La calle Ferrol, paralela a la Avenida de Marín, donde tuvieron lugar los hechos.

Fuentes de la investigación sostienen que previamente el grupo de la víctima increpó a los dos acusados de la agresión por llevar puestas unas pulseras con la bandera llamándoles «fachas»

Que hubo una agresión física difícil de justificar con daños en el rostro nadie puede negarlo. Y que uno de los acusados de provocarla portaba un puño americano que fue requisado por la Policía Local y por el que tendrá que dar detalladas explicaciones a las autoridades tampoco está en duda. Lo que se está tratando de dilucidar es qué ocurrió en los minutos anteriores hasta el momento en el que llegaron los agentes alertados por los testigos. Hasta el cierre de esta edición la víctima todavía no había puesto denuncia ante la Guardia Civil.

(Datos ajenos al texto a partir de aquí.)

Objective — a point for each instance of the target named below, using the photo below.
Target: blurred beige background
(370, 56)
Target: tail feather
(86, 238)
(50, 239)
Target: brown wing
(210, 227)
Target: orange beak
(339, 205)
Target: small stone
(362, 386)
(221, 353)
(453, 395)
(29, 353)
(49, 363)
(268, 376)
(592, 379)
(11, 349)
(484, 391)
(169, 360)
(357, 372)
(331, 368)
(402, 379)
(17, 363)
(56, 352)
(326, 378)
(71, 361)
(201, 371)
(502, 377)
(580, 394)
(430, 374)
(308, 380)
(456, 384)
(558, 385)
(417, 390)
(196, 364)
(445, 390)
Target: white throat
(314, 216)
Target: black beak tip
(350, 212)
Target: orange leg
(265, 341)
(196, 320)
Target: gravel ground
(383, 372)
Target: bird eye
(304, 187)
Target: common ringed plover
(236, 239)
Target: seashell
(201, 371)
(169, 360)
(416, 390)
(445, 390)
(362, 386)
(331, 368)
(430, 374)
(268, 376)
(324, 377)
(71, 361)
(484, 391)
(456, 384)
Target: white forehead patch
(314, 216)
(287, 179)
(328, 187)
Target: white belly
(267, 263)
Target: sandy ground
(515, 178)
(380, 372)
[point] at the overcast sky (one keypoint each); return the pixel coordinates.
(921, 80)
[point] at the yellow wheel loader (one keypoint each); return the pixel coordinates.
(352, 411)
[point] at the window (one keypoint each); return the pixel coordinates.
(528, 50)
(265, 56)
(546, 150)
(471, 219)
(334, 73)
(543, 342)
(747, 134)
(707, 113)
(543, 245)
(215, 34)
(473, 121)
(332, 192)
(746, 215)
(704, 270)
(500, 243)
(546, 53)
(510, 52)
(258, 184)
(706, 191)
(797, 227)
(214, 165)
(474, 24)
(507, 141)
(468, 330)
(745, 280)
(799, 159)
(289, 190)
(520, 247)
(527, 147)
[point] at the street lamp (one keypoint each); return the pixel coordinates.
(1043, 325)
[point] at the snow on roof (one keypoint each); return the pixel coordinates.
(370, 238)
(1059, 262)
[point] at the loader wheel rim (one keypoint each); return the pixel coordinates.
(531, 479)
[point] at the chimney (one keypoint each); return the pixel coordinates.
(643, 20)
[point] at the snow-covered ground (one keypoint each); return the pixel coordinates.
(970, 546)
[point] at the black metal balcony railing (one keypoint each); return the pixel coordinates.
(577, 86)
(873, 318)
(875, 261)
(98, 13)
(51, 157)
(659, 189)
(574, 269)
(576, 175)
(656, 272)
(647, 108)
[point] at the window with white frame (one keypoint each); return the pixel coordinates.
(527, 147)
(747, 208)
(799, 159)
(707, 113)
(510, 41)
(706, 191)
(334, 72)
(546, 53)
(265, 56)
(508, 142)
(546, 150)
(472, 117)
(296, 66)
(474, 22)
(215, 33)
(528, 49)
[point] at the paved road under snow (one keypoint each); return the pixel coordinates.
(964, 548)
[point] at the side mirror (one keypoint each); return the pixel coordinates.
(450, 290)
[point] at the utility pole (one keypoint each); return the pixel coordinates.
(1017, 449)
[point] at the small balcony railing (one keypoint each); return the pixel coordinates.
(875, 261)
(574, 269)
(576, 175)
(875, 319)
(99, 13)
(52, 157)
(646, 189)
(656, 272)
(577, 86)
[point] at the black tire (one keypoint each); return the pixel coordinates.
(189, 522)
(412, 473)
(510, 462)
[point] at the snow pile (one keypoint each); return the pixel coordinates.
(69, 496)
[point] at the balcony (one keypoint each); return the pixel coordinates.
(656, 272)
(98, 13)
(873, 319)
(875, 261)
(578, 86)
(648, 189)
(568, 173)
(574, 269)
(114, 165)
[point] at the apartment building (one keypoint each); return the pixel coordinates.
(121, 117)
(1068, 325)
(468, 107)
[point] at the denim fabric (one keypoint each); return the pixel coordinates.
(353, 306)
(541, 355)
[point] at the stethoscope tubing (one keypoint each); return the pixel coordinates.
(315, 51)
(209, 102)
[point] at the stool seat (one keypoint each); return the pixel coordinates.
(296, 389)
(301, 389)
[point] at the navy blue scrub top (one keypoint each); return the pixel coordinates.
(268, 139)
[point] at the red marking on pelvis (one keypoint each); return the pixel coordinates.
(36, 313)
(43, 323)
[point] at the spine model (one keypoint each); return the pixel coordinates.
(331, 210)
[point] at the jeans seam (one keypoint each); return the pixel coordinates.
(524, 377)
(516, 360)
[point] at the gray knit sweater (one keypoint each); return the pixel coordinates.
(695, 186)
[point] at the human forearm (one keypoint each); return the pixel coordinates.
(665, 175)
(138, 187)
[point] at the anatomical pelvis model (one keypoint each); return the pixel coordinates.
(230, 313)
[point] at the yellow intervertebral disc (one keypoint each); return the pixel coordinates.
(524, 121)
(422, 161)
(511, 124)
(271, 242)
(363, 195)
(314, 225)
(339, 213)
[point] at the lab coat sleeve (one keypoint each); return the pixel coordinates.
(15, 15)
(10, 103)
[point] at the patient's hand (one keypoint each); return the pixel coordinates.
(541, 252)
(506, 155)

Según fuentes de esta investigación, el detonante de la pelea podrían haber sido las pulseras con la bandera de España que portaban los dos señalados en el caso, ambos vecinos de Cangas, mayores de edad, y uno de ellos hijo de un exGuardia Civil. El grupo en el que se encontraba el herido habría increpado previamente a los acusados en el entorno de la Avenida de Marín llamándoles “fachas” y, en respuesta a esta actitud, uno de los acusados reaccionó pegándole en la cara al contrario causándole daños. Lejos de quedarse aquí, una vez personada la patrulla policial, fue cuando el supuesto agresor pronunció las polémicas palabras recogidas en el atestado: “Estos rojos vienen a quitarnos el trabajo, estos de izquierdas, no se lo vamos a permitir, somos hijos de Guardias Civiles destinados en el País Vasco, nos criamos allí”.

Estos hechos, lejos de mantenerse en el ámbito informativo de los incidentes y las peleas que con cierta frecuencia se producen durante la noche canguesa, han saltado a la política y a la movilización social calificándolas de “agresión fascista”. A las 20:30 horas de hoy hay prevista una concentración a as puertas del Concello de Cangas bajo el lema “Alerta antifascista!” y con el mensaje “O medo ten que cambiar de bando”. Una convocatoria que no cuenta con ninguna entidad convocante pero que está siendo difundida a través de las redes sociales también por los grupos políticos y colectivos de la izquierda.

Fuerzas de seguridad y hosteleros de la Avenida de Marín trasladaban ayer a Atlántico su sorpresa por la dimensión que estaba tomando este asunto y negaban que hubiese un problema de fascismo en Cangas. “Solo eran dos que iban hasta arriba y tropezaron con los otros”, manifestaban mientras limpiaban sus locales tras el fin de semana.